Introduction.Lutzomyia sand flies are involved in the transmission of the parasite Leishmania spp. in America. The taxonomy of these vectors is traditionally based on morphological features of the adult stage, particularly the paired structures of the head and genitalia. Although these characters are useful to distinguish most species of Lutzomyia , morphological identification may be complicated by the similarities within subgenera and species group.
Objective. To evaluate the utility of mitochondrial serine transfer RNA tRNA Ser for taxonomic identification of Lutzomyia .

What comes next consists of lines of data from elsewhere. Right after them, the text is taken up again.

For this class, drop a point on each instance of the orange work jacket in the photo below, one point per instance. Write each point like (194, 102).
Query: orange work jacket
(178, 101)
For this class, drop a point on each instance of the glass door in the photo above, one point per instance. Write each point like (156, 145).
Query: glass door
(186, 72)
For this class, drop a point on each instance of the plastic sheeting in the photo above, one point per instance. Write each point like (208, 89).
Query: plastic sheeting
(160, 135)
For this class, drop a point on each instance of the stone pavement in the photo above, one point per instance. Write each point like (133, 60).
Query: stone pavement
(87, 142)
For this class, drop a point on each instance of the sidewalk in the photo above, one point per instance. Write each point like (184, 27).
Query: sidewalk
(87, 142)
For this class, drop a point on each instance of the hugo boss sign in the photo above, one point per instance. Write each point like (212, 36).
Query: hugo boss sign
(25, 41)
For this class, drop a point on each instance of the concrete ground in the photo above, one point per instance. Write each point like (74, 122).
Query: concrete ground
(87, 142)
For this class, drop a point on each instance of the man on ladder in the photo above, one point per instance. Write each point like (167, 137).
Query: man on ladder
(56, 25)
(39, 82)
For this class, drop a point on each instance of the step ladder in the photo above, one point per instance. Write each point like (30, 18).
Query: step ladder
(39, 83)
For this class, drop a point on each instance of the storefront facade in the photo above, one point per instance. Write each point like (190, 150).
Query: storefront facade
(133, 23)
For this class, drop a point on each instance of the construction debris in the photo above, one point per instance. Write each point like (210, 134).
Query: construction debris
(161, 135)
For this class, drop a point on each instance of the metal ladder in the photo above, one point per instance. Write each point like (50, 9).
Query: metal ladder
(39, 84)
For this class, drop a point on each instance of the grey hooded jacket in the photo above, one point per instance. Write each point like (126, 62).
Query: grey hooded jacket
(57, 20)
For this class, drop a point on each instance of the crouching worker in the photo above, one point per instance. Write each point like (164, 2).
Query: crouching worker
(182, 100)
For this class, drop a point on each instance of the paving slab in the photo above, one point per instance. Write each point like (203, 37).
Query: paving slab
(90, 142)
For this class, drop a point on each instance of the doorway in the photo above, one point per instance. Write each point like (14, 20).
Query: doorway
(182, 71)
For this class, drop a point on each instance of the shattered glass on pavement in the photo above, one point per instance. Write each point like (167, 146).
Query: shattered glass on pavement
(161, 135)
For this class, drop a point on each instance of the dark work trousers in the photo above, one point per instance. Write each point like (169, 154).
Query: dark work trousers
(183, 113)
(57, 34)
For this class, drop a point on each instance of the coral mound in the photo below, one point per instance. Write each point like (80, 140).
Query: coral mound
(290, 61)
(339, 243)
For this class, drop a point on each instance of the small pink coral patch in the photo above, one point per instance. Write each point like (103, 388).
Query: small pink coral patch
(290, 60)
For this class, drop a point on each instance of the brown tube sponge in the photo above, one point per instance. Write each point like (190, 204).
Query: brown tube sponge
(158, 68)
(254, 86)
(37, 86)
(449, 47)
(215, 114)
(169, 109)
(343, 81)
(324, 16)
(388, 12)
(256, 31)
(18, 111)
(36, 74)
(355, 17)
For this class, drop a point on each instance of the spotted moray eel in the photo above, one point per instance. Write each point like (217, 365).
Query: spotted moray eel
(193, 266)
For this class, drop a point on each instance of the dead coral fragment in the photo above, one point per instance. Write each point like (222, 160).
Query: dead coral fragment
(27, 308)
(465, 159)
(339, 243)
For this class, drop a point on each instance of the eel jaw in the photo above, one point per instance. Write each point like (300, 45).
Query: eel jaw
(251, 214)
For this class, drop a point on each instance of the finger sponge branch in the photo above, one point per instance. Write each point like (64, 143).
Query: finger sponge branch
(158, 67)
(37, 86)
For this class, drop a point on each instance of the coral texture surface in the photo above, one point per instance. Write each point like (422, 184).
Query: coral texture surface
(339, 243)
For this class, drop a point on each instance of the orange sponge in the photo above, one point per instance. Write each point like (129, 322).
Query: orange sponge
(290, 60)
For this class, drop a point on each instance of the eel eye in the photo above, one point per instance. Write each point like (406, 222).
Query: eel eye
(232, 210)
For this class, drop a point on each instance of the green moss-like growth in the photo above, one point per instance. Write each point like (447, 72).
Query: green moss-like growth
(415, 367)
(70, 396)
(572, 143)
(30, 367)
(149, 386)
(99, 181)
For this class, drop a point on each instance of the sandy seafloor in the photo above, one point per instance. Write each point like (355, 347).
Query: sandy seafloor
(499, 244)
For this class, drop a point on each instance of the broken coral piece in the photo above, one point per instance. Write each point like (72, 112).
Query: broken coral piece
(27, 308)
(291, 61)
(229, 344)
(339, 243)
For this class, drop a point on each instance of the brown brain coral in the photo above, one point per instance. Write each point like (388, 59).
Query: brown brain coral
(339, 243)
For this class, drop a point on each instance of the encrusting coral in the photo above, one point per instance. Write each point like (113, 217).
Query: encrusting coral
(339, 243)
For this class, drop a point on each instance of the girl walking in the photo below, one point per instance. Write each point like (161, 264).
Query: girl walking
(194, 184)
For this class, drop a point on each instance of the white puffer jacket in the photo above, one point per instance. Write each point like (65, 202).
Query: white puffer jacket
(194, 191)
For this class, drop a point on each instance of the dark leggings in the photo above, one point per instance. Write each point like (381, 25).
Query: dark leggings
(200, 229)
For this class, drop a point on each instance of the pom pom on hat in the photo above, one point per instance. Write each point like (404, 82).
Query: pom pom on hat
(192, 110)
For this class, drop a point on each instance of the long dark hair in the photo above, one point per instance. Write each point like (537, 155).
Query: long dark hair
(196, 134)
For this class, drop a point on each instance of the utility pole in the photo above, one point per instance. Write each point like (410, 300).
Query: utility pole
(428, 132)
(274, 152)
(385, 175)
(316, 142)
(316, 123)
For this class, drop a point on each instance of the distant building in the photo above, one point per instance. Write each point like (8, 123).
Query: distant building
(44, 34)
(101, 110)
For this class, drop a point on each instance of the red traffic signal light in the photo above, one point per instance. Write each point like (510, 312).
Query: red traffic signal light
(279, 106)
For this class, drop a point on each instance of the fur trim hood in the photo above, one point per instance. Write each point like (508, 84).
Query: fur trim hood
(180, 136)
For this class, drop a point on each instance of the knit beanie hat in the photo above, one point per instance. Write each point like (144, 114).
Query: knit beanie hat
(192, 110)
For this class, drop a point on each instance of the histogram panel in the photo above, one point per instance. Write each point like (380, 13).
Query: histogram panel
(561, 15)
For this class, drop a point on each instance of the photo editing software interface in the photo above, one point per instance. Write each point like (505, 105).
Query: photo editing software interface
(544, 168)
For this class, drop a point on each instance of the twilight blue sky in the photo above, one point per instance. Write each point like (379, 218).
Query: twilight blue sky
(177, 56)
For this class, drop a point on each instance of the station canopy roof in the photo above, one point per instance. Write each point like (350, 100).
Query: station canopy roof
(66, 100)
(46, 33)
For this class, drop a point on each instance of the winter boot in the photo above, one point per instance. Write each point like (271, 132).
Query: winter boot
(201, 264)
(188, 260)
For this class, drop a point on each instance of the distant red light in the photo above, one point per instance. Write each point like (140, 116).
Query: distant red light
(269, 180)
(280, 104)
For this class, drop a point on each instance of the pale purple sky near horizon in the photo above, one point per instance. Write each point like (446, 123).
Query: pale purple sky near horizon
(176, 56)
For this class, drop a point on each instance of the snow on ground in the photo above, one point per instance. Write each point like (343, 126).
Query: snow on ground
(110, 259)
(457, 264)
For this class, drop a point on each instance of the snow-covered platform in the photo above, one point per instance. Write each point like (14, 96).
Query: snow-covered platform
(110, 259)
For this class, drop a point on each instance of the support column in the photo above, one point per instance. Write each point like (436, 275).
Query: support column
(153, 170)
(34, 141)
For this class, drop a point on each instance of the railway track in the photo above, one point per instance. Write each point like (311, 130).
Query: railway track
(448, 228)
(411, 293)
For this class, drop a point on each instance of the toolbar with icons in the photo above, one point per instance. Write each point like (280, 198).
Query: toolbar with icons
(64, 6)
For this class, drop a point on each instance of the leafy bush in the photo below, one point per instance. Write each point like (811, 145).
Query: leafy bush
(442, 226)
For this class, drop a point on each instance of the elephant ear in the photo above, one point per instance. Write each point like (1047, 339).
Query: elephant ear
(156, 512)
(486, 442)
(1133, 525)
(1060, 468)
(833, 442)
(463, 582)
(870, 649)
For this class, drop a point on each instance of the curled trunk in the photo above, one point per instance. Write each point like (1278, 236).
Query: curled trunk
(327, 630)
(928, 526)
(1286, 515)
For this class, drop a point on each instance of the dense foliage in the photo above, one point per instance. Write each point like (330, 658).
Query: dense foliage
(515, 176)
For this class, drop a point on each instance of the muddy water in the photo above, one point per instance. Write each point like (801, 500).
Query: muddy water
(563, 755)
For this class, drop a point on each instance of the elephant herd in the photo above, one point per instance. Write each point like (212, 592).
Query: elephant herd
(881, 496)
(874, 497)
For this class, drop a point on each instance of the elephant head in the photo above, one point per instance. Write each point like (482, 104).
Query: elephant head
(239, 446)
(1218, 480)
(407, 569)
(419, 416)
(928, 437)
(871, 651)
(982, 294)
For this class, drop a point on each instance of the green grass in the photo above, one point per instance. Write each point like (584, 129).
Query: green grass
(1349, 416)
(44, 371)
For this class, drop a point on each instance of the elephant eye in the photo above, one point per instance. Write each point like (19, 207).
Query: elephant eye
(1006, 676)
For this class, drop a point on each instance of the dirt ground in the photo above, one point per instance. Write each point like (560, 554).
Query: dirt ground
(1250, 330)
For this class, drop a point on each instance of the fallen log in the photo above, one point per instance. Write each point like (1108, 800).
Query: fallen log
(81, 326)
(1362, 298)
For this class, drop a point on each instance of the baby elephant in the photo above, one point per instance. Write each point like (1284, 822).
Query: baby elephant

Materials and methods. Seven sand fly species, each representing one of the 27 taxonomic subdivisions in genus Lutzomyia , were analyzed including L. trinidadensis (Oswaldoi group), L. (Psychodopygus) panamensis, L.(Micropygomyia) cayennensis cayennensis , L. dubitans (Migonei group), L. (Lutzomyia) gomezi , L. rangeliana (ungrouped)and L. evansi (Verrucarum group). The mitochondrial tRNA Ser gene, flanked by the cytochrome b and NAD dehydrogenase subunit one genes, was extracted, amplified and sequenced from each specimen. Secondary structure of the tRNA Ser was predicted by comparisons with previously described homologous structures from other dipteran species.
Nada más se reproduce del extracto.